高校生の思春期うつ病のカウンセリングの目的やメリット
・思春期とは
思春期は、一般的に小学生高学年あたりの年ごろを指します。
体が子どもから大人へと変化する時期で、思春期を迎えた子どもは少し戸惑います。
急激な自分の変化に違和感を抱きながら、友人関係や異性関係に悩み始めます。
自分に関する悩みや自立をめぐる親子間の葛藤など、さまざまな問題に直面する時期です。
思春期は、それまでの発達課題をやり直す時期でもあります。
思春期には、いろいろな問題行動や身体的症状が現れる子どもも少なくありません。
例えば、ずっと「良い子」であった子どもが、自律性と自発性を獲得しようとした場合、
それまでの「良い」行動に逆行するかのように、反抗的な態度をとることも多いものです。これは、反抗期ともいわれます。
・思春期にありがちな心の病
思春期は、精神的にも急速に成長します。そのため、思春期特有の心の病気にかかってしまうこともあります。
思春期に多い心の病は、「摂食障害」や「思春期妄想症」「統合失調症」「思春期うつ病」などです。
接触障害は女性に多い障害で、神経性無食欲症と神経性大食症の2種類に分けられます。これは、精神的な原因で食行動に異常をきたすものです。
思春期妄想症は、自分の身体的欠陥が周りの人に不快感を与えている、と思い込んでしまう病気です。
一例として、自己視線恐怖や自己臭恐怖などがあります。
統合失調症は、原因不明の内因性精神疾患で、
「幻覚」や「妄想」「自我障害」「思考障害」「感情障害」などが起こります。
思春期うつ病は、思春期の子どもの2%~8%に見られる病気で、成人のうつ病と同様の症状が見られます。
特に高校生の場合、イライラなどの不快な感情が高まり、ドラッグやアルコールに手を出す人もいます。
また、自殺願望が高い場合もあります。
思春期うつ病は、摂食障害や強迫性障害、社交不安障害、パニック障害などと合併して現れることも多いようです。
・高校生のうつ病患者の症状
高校生のうつ病患者に多く見られる症状には、「やる気が出ない」「気分の変動が激しい」「怒りっぽくなる」「過眠」「食欲の増加」などが挙げられます。
朝起きられなくなり学校にも行くことができず、そのまま不登校になってしまうことも少なくありません。
高校生がうつ病になる主な原因は、「学校での人間関係がうまくいかない」「学校に馴染めない」などです。
うつ病になる高校生には、責任感が強いという特徴があります。
・高校生のうつ病患者への接し方
高校生のうつ病患者に接する場合に大切なことは、いつでも患者の話を聞く用意があるという態度を示すことです。
イギリスでは、このスタンスが「オープンドア」といわれるため、日本でも「心のドアを開けておく」と表現されます。
「いつでも力になるから、声をかけてね」などと親身に声かけをするようにします。
また会話する上で、聞き上手になることも大切です。

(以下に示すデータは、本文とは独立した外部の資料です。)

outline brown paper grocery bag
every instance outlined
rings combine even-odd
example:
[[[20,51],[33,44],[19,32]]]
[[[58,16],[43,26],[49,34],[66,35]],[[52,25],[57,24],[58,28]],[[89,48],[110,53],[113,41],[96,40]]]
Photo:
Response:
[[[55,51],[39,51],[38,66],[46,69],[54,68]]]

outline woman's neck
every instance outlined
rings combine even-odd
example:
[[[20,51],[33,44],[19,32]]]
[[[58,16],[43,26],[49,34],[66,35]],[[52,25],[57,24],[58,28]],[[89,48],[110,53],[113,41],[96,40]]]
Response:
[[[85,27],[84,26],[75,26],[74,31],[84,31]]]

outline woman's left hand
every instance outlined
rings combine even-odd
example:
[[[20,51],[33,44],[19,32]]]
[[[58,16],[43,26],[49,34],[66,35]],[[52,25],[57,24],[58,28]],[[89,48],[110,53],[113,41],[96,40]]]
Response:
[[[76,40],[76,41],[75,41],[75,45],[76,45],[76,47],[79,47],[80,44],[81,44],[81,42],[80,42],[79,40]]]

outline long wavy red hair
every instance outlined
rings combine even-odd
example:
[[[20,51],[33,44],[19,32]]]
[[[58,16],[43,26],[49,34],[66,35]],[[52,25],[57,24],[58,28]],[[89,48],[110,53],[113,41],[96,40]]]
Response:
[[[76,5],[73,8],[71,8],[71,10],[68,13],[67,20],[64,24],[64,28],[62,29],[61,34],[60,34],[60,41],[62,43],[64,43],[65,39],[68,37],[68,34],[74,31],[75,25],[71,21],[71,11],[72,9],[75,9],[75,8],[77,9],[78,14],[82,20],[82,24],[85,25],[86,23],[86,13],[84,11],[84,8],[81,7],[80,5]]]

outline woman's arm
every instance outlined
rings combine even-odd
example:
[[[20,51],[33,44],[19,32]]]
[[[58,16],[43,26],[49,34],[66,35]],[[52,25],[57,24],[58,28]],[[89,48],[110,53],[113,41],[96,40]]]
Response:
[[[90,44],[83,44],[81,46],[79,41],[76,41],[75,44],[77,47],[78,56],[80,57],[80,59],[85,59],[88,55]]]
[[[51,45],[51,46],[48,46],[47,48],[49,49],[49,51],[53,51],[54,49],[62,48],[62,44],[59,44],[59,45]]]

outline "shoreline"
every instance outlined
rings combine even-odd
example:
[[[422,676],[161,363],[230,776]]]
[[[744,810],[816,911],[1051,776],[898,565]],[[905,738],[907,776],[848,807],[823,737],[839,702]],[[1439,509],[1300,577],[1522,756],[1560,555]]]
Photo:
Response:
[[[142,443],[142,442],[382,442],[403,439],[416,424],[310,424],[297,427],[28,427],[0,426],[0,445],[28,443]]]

そして常に、患者の味方であるという態度を示しましょう。
病んでいることを指摘するのではなく、逆に健康な部分を評価するようにします。
・高校生のカウンセリングの概要やメリット
高校生のうつ病患者の治療では、医師やカウンセラーによるカウンセリングが大切です。
カウンセラーは、患者の心の悩みをヒアリングし、心の専門家としての観点から援助や指導を行います。その支援によって、解決の糸口が見つかるケースも多くなっています。
カウンセリングは、「アドバイスを受けること」「答えを出してもらうこと」が真の目的なのではありません。
あくまでも患者が、自分の力で立ち直るきっかけを作ったり、自身の気持ちを整理する力を養ったりすることが目的です。そして、それをサポートするのがカウンセラーの役割なのです。